Escrito en 1984, "Capítulo XXX" fue publicado originalmente en la revista argentina Minotauro, en noviembre de 1984. Fue recogido tres años después en el libro Espacios libres (1987, editorial Puntosur), y apareció también recientemente en Nuestro iglú en el ártico (Criatura Editora, 2012).
Es, en mi opinión, una de las obras maestras de Levrero, y uno de los relatos que quizá más fácilmente podrían pensarse como ciencia ficción. Comparte, de hecho, con cuentos como "Las sombrillas", "Aguas salobres" y "El crucificado" cierto clima de ficción postapocalíptica; leemos, por ejemplo, que por alguna razón no especificada buena parte de las mujeres se han vuelto estériles y la civilización ha cambiado drásticamente. Los jóvenes viven separados de los adultos hasta llegar a cierta edad, y comparten cabañas en el bosque y un "caserón" comunal. A la vez, se habla de una isla cuyos habitantes, de vez en cuando, aparecen en la playa y son asesinados, como sucede al comienzo del cuento. Estos pequeños datos van ensamblándose en un universo, pero de manera solapada y sutil. Los acontecimientos centrales de la trama -una extraña planta que crece en la cabaña del protagonista y empieza a alterar el comportamiento de las hormigas y las moscas, que logran aglomerarse para formar seres de forma vagamente humana capaces de tener sexo con las muchachas, la metamorfosis que, es de suponer por influencia de la planta, afecta al narrador-, no son presentados en un contexto de ciencia ficción clásica, con una explicación racional o científica; en ese sentido, hay más de literatura fantástica: algo inexplicable -la planta- irrumpe en la realidad (en ese mundo postapocalíptico, digamos) y altera significamente la vida del protagonista/narrador. El cuento sigue esa peripecia y termina con la conversión del narrador a una suerte de sobrevida vegetal, en la que un gran número de porciones de su cuerpo "germinará" a lo largo de la playa, lo que es presentado como "la verdadera vida".
Las mutaciones del protagonista y la escena de las mosquitas convertidas en una criatura vagamente antropomórfica están entre los grandes momentos del cuento. La vida, la generación, la reproducción, la fertilidad, son conceptos que zigzaguean cerca del eje narrativo del cuento, contribuyendo al clima minucioso, denso y especialmente rico.
Ricardo Strafacce, quien seleccionó el cuento para Nuestro iglú en el ártico, buscó yuxtaponer cuentos de Levrero que se apartasen de la zona de lo cotidiano, de la autorreferencialidad, de la literatura solipsista (tan frecuentada, por otra parte, por la mayoría de los seguidores contemporáneos del maestro uruguayo); la selección -que para un lector montevideano, hay que decirlo, no ha de resultar sorprendente- es muy efectiva en su tarea de iluminar esa otra zona -más fantástica, más de "historias extraordinarias"-, quizá la más fértil y, paradojicamente, la más invisitada. Podría pensarse, siguiendo el ejemplo de Strafacce, en una selección que una esos relatos -ya los he mencionado: "El crucificado", "Aguas salobres"- que bordean la CF de catástrofes, los climas ballardianos, la ficción postapocalíptica. "Capítulo XXX", sin lugar a dudas, sería un gran momento de ese libro -y de cualquier otro que lo incluya, por cierto.

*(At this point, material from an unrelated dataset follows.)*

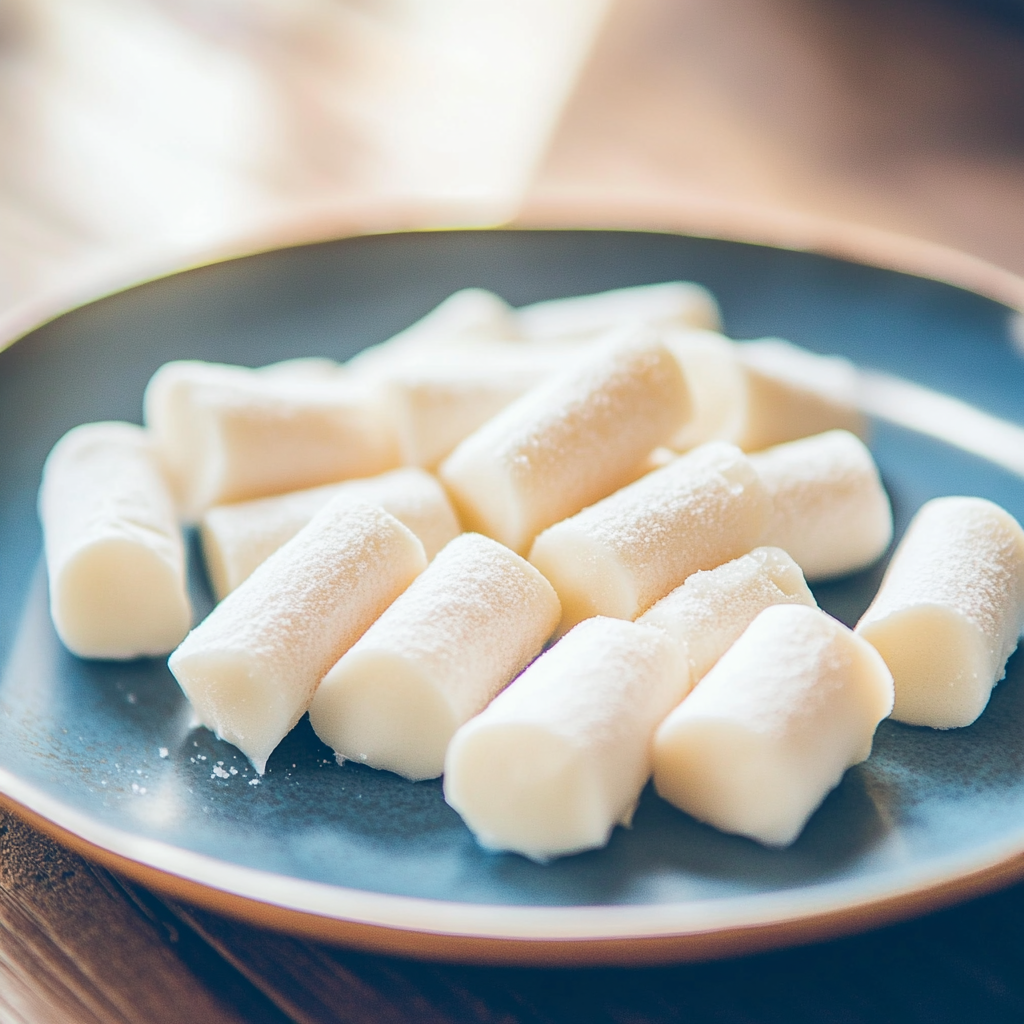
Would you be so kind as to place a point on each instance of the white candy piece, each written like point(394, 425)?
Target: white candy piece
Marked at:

martes, 27 de noviembre de 2012

El sótano



Este cuento fue escrito entre 1966 y 1967 y publicado por primera vez en La máquina de pensar en Gladys (1970). En 1977 apareció en La revista de ciencia ficción y fantasía, de Argentina, y en 1988 fue publicado independientemente por la editorial Puntosur, con ilustraciones de Sergio Kern. Diez años después apareció en la fea reedición a cargo de Arca de La máquina..., y en 2008 Alfaguara volvió a publicarlo, también por separado y ahora ilustrado por Hogue, en una colección con formato infantil-juvenil. En 2010 fue incluido en la reedición de La máquina de pensar en Gladys a cargo de Irrupciones Grupo Editor, y ahora reaparece en Nuestro iglú en el ártico (2012), publicado por Criatura Editora.
Su escritura remeda, en cierto modo, la de ciertos cuentos para niños. Si rastreamos ciertas influencias del primer Levrero, evidentemente el nombre de Lewis Carroll es uno de los primeros en aparecer. Y hay mucho de las dos Alicias en este cuento largo: personajes que aparecen de pronto en la trama y duran lo que se toman en expresar una idea absurda o una contradicción lógica, por ejemplo. Así, encontramos al "Tragafierros" (que guarda en su estómago la llave al sótano, lo que busca el niño protagonista), al Jefe de los Jardineros, un insecto llamado Tito, entre otros. Es fácil comparar este reparto con Tweedledee y Tweedledum, la Oruga, el Gato de Cheshire y los otros personajes de Alicia.
Otro elemento especialmente levreriano es la proliferación del espacio. No sólo la casa abunda en habitaciones sino que el terreno en que se encuentra se agiganta a lo largo del relato. Por ejemplo:

Hace muchos años, muchos, muchos, muchos años, el bosque que está incluido en el jardín de tu casa era muy, muy, muy, muy, muy, muy grande. Se sabe que los bosques muy, muy, muy, muy, muy, muy, muy, muy grandes necesitan guardabosques; entonces, construyeron una casilla y pusieron allí al guardabosques.
Pasó el tiempo, y el bosque fue haciéndose más pequeño, porque los hombres necesitaban madera para construir roperos; la gente había adquirido la costumbre de comprar mucha ropa, y los roperos que había no alcanzaban para guardarla.
Al fin, el bosque se redujo a lo que es hoy, y todo el resto no es más que campo pelado. La casilla del guardabosques quedó, entonces, en medio de un inmenso campo pelado, y el guardabosques tuvo que jubilarse... (Nuestro iglú en el ártico, p.44)
Esta agigantación pasa, hacia el final del relato, al tiempo:
Muchos, muchos años le llevó a Carlitos regresar a su hogar.
Sucede que al salir del aljibe... pero no; esta historia llevaría muchas páginas, tanto tiempo me llevaría escribirla con todos sus detalles que me distraería completamente del asunto del sótano, y envejecería antes de poder retomar el hilo, y quizás muriera antes de poder hacerlo; bástenos entonces con saber que pasaron muchos, muchos años. (p.51)
Se trata, además, de un narrador que contínuamente hace referencias a sus conocimientos de la historia y a las alternativas a la hora de escribirla. Finalmente, el narrador -a través de una repentina modulación a la primera persona- resulta ser el niño protagonista, en el presente mismo de su entrada al sótano. Ese sótano, entonces, podríamos pensarlo como el punto al que tiende el cuento: el presente absoluto de la narración, previo al lenguaje.